Porter had seen them too. He stood outside our car, his fingers white on the window-ledge, his hair like fire in the light of the circle of cars, and watched Johnson limp over.

Porter said, ‘You son of a bitch. You drove them into this trap. What did they do? Smuggle coke, you tell me. Ship out a few snorts to make some party swing better. Cheating the Customs: who doesn’t? Dodging the lawmen: who doesn’t? At least it makes the party go, man. It doesn’t make you sick to your stomach like wet-nosed cripples who shoot women because they can’t lay them . . .’

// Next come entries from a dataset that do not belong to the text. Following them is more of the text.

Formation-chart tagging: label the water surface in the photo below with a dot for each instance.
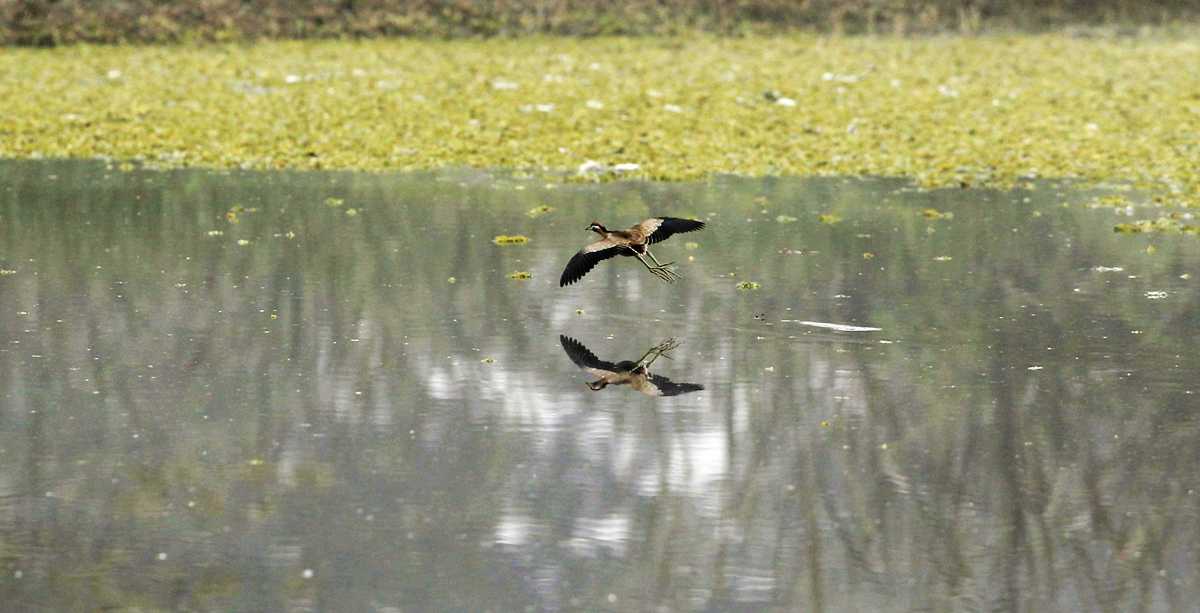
(225, 391)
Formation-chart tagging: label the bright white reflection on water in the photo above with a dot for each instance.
(219, 391)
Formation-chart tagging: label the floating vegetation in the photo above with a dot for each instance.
(972, 112)
(510, 240)
(1169, 224)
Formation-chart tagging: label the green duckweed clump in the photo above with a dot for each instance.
(991, 110)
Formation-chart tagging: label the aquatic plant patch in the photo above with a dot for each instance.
(990, 110)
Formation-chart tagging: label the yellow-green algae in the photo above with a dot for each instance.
(942, 110)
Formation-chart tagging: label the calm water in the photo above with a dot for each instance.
(301, 412)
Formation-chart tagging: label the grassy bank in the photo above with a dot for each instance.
(945, 110)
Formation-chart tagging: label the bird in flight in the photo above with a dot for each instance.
(635, 374)
(629, 242)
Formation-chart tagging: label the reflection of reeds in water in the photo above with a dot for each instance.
(323, 397)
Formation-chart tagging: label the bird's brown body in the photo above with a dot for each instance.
(634, 374)
(631, 242)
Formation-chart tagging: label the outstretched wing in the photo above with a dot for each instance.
(587, 259)
(663, 228)
(586, 359)
(658, 385)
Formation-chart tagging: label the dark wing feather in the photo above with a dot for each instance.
(663, 228)
(669, 388)
(586, 359)
(587, 259)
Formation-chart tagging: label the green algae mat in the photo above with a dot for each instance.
(990, 110)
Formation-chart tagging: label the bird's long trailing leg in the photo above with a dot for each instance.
(657, 260)
(658, 350)
(670, 276)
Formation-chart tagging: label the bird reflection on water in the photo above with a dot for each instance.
(634, 373)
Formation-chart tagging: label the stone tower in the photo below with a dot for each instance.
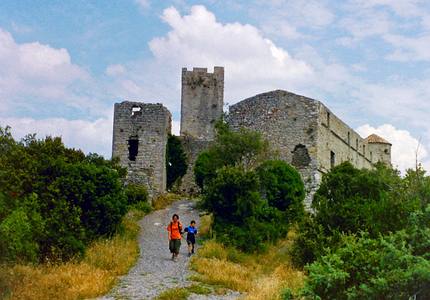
(202, 101)
(140, 132)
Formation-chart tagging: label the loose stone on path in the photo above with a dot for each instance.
(154, 271)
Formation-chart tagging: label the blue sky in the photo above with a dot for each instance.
(63, 64)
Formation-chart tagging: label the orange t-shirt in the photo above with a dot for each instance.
(174, 229)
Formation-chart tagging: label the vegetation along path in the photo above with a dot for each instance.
(154, 271)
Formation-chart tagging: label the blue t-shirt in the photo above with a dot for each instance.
(191, 232)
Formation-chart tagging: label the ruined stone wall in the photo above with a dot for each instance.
(140, 133)
(290, 123)
(201, 102)
(192, 149)
(337, 142)
(380, 153)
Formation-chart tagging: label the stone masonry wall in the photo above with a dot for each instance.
(192, 148)
(201, 102)
(141, 130)
(337, 142)
(290, 123)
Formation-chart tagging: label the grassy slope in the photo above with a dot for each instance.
(259, 276)
(91, 276)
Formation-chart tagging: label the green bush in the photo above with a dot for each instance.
(350, 201)
(243, 148)
(241, 217)
(365, 268)
(17, 242)
(233, 195)
(283, 188)
(176, 160)
(55, 200)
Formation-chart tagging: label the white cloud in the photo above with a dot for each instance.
(143, 4)
(253, 63)
(404, 145)
(31, 71)
(115, 70)
(90, 136)
(364, 23)
(399, 99)
(409, 48)
(404, 8)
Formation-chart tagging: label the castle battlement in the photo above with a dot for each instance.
(302, 131)
(217, 71)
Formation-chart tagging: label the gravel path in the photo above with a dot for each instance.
(155, 272)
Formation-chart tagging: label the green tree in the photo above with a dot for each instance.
(55, 200)
(283, 188)
(244, 148)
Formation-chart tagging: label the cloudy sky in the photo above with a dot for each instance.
(63, 64)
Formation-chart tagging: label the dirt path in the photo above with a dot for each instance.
(155, 272)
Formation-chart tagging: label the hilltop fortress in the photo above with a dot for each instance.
(303, 131)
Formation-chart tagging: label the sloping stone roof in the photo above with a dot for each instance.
(373, 138)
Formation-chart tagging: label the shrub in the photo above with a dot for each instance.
(17, 242)
(244, 148)
(283, 188)
(241, 217)
(350, 200)
(55, 200)
(365, 268)
(233, 195)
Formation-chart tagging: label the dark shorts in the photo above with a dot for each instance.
(174, 246)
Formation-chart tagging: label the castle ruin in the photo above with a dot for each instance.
(303, 131)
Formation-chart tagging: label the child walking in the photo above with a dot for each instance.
(191, 237)
(175, 232)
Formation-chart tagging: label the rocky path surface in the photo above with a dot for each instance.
(154, 271)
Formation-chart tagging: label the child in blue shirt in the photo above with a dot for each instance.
(191, 237)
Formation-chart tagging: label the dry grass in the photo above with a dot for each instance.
(88, 278)
(261, 276)
(205, 226)
(165, 200)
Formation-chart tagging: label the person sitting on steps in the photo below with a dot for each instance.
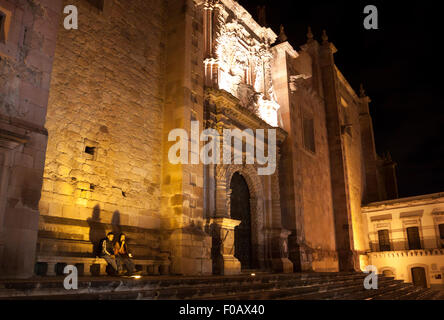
(123, 255)
(107, 251)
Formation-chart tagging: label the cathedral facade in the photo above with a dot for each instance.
(86, 116)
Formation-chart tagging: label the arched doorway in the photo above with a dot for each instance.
(240, 210)
(419, 277)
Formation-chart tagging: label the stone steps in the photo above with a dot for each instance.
(300, 286)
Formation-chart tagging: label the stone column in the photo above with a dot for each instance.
(224, 262)
(279, 251)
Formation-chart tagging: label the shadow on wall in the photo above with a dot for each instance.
(96, 230)
(115, 223)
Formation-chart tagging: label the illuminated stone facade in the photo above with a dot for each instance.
(133, 72)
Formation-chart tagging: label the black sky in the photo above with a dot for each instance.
(400, 66)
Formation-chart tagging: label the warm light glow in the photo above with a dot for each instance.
(268, 111)
(363, 262)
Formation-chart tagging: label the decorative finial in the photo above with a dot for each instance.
(282, 36)
(324, 36)
(362, 91)
(309, 35)
(262, 15)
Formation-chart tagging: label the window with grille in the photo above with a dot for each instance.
(413, 238)
(309, 134)
(384, 240)
(2, 26)
(97, 3)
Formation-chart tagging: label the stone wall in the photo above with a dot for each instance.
(103, 161)
(26, 55)
(354, 160)
(306, 211)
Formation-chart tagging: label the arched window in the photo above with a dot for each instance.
(384, 240)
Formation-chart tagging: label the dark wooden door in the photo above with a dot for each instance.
(419, 277)
(240, 210)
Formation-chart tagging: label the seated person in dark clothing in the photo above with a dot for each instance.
(123, 255)
(107, 251)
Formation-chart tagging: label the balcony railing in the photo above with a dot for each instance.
(407, 253)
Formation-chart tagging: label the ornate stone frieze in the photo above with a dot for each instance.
(239, 59)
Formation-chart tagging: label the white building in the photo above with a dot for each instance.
(406, 238)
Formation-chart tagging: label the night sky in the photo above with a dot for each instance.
(400, 66)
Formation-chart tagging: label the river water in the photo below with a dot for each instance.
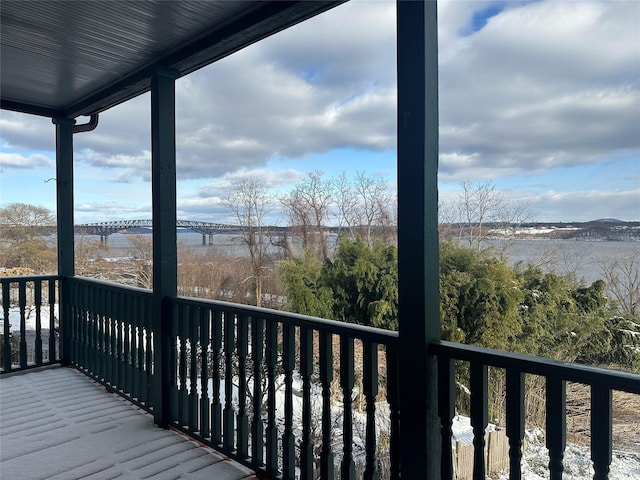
(582, 258)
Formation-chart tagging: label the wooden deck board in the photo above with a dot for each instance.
(56, 423)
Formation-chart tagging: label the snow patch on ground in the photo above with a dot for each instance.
(577, 462)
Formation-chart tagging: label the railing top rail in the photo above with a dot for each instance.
(113, 285)
(573, 372)
(27, 278)
(377, 335)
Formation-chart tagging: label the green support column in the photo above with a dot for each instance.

He was shaking. He said, ‘That’s my grandfather out there. That’s my uncle. You know what? I admire them.’

Johnson was looking straight out over the caldera. In the gale, the steam acted like a sort of white fire, flickering and darting and sometimes almost hidden by gushers of black that sprayed up and shuddered and fell down again anyhow.

When that happened, the line of men nearest the edge dropped unevenly back, like a ripple, until the steam eddied and corkscrewed and finally dropped down again.

I said, ‘Out there? They’re not in the caldera?’

And then I saw that they were. A tall figure, and one that was short and crooked and determined in the set of its shoulders, crouching a little too late when the jets of steam came; turning a little too slowly when the tall man, without his cockerel mask, took advantage of a lull to make ground from one ridge to another.

He didn’t look back. You could hear the old man calling, at times, when the wind came round. And behind the steam, at the end of the caldera, was what the tall man was making for. The steep, forested slopes of the hill, where he could blend into darkness and run.

I said, ‘Could he make it?’

‘It’s full of banks and ridges,’ Johnson said. ‘If he keeps clear of the mud.’